United States boss Jurgen Klinsmann has insisted he has nothing to prove when he faces his homeland Germany in their final World Cup Group G match in Recife on Thursday.
Klinsmann led Germany to the semi-finals at the 2006 World Cup, but then also presided over a disastrous season with many of the current German squad at Bayern Munich.
However, he said it was more important for the development of US soccer to get the point they need to qualify for the last 16 than for him to prove a point against some of his former charges.
"We are going to approach it with a lot of determination and in a very focused way, we want to be very aggressive and we want to give Germany a real battle," he said on Wednesday.
"I, personally, have nothing to prove. I enjoy my work with the United States tremendously, I enjoyed my job with Germany and I also enjoyed my year with Bayern Munich, which was a very turbulent year but that is just part of the job.
"I am looking forward to tomorrow, my family will be a little bit split but that is just part of it. At the end of the day it is a beautiful game of football and I hope everyone will enjoy it."
German coach Joachim Loew was Klinsmann's assistant in 2006 before succeeding him as the national team boss.

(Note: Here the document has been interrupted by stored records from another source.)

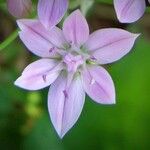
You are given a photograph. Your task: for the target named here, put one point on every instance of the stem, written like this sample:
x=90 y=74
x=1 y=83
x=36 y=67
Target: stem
x=9 y=40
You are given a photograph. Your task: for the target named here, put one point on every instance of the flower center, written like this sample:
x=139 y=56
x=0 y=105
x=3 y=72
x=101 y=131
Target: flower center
x=73 y=62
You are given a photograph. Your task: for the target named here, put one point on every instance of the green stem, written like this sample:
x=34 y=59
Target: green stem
x=9 y=40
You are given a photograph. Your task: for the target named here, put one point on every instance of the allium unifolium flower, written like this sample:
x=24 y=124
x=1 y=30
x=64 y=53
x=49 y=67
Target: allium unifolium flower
x=129 y=11
x=19 y=8
x=71 y=61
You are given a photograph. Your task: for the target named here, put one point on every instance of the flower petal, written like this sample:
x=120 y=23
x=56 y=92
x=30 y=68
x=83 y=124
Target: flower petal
x=64 y=105
x=109 y=45
x=39 y=40
x=76 y=29
x=129 y=10
x=39 y=74
x=19 y=8
x=50 y=12
x=99 y=85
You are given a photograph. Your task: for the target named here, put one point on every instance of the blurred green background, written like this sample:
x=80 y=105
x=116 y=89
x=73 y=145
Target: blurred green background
x=24 y=118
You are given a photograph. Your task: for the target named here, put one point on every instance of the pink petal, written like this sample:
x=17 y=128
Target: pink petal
x=64 y=105
x=39 y=74
x=50 y=12
x=109 y=45
x=19 y=8
x=76 y=29
x=39 y=40
x=129 y=10
x=99 y=85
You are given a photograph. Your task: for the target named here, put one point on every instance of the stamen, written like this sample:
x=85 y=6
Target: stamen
x=52 y=49
x=44 y=78
x=92 y=81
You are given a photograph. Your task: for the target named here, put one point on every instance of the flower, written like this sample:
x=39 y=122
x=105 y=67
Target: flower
x=71 y=62
x=50 y=12
x=129 y=11
x=19 y=8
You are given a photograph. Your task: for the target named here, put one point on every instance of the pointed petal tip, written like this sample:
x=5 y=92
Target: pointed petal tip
x=137 y=35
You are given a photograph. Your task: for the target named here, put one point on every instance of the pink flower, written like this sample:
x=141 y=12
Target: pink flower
x=71 y=62
x=50 y=12
x=129 y=11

Under Loew's tutelage Germany reached the Euro 2008 final and semi-finals in the last World Cup and European Championships.
And Klinsmann hailed the style of football Loew has implemented, but claimed they had not spoken about their upcoming battle during the World Cup.
"It is more than just a working relationship it is a very close friendship with a lot of admiration," he added.
"I think what Jogi has done over the last eight years is outstanding. He has developed the team with a wonderful style of confident, high-paced, attacking football and given the chance to many young players. From the outside I am very proud of what he and the whole team has done."
Klinsmann had been criticised in some quarters in the United States for saying his side are still not yet capable of winning the World Cup.
And whilst he believes Germany are amongst a small group of teams that can go onto lift the trophy on July 13, he is backing the USA to follow in the footsteps of many other unfancied nations at the World Cup and create a surprise on Thursday.
"Germany are part of the three or four big teams in this World Cup that have the potential to win it. We don't claim that for us. We are a team that has to go from game-to-game and want to learn, grow and get results too.
"I just want the players to come into tomorrow and give everything they have, just like they did against Ghana and Portugal. If they give everything and show the energy and positivity they did in those two games we can get a result.
"We are capable of beating Germany and we know that. Without being over confident we know it is possible, as you have seen this World Cup, it is full of surprises and we want to be one of those surprises.
"We have done a good job so far, but we aren't there yet and we still need one point to go into the knockout stage."
A draw would be enough to see both sides in the second round with the Germans topping the group.
However, full-back Fabian Johnson, who will also be facing the country of his birth, said they won't settle for a point.
"I don't think that is in our nature. Every athlete wants to win and we showed that in the qualifier against Panama when we were already qualified and won which allowed Mexico to qualify."